Electron-impact excitation of diatomic hydride cations I: HeH$^+$, CH$^+$, ArH$^+$

TL;DR

This study uses advanced R-matrix calculations to compute electron-impact excitation rates for three diatomic cations, revealing significant low-temperature rate changes and providing a model consistent with astrophysical observations.

Contribution

The paper introduces improved threshold effect treatments in excitation rate calculations for diatomic cations, enhancing accuracy over previous studies.

Findings

Low-temperature excitation rates are significantly affected by threshold effects.

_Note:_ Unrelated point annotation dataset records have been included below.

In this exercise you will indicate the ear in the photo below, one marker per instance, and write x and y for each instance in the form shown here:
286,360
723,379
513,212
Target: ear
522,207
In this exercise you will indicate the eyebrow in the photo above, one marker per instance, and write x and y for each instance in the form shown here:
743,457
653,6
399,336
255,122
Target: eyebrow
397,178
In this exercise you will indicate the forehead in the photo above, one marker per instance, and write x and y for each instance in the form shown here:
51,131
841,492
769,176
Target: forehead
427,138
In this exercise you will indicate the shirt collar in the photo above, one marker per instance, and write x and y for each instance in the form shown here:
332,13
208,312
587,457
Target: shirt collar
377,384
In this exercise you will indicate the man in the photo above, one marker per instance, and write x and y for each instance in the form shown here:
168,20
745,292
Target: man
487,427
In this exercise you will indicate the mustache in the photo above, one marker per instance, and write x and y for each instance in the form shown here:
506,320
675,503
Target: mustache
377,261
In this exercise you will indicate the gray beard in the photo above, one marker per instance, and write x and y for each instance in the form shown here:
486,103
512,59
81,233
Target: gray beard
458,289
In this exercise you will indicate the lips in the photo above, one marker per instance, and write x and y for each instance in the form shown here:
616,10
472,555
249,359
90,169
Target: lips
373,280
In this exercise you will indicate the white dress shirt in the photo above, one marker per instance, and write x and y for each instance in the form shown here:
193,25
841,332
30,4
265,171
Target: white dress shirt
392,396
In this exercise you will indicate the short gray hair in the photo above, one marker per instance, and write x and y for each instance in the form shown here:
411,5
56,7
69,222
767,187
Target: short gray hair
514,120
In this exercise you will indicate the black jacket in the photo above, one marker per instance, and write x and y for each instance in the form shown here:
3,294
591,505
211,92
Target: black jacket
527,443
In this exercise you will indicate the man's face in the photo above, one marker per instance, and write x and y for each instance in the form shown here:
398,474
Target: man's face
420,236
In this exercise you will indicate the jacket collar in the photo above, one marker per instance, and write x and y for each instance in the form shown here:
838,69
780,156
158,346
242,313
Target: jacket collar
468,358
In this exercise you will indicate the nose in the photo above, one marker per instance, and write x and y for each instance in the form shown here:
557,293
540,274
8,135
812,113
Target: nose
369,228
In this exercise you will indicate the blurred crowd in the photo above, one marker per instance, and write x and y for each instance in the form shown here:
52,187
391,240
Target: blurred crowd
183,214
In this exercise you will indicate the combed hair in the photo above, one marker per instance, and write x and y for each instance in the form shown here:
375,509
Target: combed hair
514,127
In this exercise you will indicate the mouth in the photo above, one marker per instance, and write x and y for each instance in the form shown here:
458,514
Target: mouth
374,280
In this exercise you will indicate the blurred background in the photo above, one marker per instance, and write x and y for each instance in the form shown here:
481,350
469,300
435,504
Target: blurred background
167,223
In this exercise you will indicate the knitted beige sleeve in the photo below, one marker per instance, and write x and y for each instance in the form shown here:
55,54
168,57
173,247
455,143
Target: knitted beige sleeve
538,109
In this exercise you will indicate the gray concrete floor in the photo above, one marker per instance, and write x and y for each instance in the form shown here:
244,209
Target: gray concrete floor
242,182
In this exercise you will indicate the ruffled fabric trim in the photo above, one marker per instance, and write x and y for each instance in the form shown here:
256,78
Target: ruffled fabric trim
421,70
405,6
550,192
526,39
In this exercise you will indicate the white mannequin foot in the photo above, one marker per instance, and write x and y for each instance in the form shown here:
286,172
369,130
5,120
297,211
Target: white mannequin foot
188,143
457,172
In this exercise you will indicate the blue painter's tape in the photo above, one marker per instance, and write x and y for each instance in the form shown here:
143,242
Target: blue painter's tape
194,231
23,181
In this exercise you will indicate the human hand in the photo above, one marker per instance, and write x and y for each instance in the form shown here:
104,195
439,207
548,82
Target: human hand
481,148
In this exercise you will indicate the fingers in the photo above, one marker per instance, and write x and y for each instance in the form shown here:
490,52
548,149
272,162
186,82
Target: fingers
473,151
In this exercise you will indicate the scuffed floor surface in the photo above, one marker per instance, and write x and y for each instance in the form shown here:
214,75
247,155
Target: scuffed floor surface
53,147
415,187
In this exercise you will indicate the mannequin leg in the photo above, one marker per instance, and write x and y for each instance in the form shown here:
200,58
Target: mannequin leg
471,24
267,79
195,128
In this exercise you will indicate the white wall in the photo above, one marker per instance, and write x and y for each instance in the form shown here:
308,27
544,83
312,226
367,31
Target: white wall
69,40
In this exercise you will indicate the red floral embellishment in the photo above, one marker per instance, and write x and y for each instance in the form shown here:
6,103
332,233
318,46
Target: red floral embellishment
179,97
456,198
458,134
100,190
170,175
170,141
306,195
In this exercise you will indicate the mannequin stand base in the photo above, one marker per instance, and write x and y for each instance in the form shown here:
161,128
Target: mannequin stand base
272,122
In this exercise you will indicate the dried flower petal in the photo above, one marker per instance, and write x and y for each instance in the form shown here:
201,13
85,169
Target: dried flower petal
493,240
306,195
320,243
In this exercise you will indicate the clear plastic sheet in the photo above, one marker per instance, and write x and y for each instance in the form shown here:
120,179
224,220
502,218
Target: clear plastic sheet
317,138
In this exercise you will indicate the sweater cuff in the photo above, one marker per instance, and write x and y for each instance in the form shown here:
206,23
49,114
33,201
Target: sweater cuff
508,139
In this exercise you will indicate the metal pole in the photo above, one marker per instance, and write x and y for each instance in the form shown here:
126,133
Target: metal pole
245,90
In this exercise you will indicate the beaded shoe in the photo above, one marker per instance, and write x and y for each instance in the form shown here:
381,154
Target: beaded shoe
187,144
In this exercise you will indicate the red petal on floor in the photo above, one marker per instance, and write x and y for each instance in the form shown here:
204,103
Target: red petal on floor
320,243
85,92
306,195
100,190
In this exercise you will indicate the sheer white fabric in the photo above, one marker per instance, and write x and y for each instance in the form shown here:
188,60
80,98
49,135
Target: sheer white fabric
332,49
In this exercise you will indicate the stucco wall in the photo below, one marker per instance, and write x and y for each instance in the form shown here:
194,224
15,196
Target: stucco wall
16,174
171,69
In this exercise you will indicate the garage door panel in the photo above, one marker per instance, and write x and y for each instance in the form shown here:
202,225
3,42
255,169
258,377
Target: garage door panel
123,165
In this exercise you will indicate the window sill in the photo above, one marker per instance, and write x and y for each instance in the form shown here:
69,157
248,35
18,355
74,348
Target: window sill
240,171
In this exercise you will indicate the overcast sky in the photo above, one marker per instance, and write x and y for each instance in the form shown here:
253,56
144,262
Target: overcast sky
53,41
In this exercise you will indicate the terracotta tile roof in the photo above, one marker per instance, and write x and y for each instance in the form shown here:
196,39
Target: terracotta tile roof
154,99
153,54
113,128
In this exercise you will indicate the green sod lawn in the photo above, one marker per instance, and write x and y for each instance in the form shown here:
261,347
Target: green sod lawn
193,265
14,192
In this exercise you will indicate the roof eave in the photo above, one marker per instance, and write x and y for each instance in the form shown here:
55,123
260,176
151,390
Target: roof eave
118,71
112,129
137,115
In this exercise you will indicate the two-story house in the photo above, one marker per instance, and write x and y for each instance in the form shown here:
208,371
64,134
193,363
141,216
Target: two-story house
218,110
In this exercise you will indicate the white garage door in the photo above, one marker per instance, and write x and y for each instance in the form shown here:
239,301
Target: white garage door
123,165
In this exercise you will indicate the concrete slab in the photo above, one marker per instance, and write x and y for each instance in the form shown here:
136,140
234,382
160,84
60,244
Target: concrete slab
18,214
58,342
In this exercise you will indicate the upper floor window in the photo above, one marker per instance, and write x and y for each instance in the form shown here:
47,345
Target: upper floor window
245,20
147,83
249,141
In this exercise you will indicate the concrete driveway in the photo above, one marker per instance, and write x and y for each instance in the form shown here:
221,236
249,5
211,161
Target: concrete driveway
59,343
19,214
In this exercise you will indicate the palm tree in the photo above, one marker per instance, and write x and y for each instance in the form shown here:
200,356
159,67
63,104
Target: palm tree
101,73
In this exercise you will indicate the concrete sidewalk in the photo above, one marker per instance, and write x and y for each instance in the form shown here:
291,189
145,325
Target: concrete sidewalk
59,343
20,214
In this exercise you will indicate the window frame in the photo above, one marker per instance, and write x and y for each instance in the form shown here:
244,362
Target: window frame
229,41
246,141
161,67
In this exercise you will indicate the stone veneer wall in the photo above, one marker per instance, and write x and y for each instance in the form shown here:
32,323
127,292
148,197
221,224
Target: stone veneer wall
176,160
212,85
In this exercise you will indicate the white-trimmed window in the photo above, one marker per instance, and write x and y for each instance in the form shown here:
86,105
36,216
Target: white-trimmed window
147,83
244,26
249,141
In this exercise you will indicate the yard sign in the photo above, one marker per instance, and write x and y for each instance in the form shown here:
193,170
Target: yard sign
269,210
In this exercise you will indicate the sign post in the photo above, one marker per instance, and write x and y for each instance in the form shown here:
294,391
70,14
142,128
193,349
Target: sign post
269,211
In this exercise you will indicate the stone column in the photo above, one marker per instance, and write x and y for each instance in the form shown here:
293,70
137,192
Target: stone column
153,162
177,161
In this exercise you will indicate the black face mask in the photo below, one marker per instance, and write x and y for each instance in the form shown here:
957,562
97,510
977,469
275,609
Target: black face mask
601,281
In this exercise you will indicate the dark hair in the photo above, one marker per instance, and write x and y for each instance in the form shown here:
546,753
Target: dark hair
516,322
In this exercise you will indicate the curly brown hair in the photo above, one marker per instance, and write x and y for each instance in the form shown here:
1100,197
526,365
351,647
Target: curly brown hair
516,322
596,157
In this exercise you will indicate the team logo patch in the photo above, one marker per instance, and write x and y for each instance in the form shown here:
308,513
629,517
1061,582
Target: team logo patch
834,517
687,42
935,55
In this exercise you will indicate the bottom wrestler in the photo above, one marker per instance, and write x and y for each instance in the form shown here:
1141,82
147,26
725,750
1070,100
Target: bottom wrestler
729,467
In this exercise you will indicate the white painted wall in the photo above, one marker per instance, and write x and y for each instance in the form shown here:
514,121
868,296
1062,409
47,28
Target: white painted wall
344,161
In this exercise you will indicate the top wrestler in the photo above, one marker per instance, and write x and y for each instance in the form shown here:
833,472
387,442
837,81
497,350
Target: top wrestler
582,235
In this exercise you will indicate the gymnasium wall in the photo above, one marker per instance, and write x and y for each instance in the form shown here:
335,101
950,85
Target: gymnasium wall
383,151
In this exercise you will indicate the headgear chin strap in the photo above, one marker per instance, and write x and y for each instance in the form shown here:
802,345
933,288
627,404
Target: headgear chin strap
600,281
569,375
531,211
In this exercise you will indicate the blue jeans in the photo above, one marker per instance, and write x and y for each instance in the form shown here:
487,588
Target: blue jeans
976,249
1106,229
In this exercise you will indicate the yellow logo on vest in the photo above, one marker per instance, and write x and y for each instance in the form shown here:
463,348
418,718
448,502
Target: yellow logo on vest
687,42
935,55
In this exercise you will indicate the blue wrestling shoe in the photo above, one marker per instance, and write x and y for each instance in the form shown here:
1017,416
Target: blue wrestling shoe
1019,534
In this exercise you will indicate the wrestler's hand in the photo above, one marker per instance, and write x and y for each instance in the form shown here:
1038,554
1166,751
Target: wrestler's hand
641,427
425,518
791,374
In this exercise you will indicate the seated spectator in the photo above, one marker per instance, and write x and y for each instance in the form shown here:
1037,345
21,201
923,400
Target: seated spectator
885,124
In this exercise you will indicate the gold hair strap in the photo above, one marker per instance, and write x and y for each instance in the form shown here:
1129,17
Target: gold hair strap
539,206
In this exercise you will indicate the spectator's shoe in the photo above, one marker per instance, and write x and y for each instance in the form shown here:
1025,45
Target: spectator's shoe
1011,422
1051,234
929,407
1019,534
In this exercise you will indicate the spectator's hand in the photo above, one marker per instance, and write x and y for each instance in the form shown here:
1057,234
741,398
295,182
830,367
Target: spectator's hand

CH$^+$ excitation is dominated by $ riangle J=1$ transitions.

The ArH$^+$ excitation model aligns with Crab Nebula observations at specific electron densities.

Abstract

{\bf R}-matrix calculations combined with the adiabatic nuclei approximation are used to compute electron-impact rotiational excitation rates for three closed-shell diatomic cations, HeH$^+$, CH$^+$, ArH$^+$. Comparisons with previous studies show that an improved treatment of threshold effects leads to significant changes in the low temperature rates, furthermore the new calculations suggest that excitation of CH$^+$ is dominated by $\Delta J =1$ transitions as is expected for cations with a large dipole moment. A model for ArH$^+$ excitation in the Crab Nebula is presented which gives results consistent with the observations for electron densities in the range $2-3\times 10^3$~cm$^{-3}$.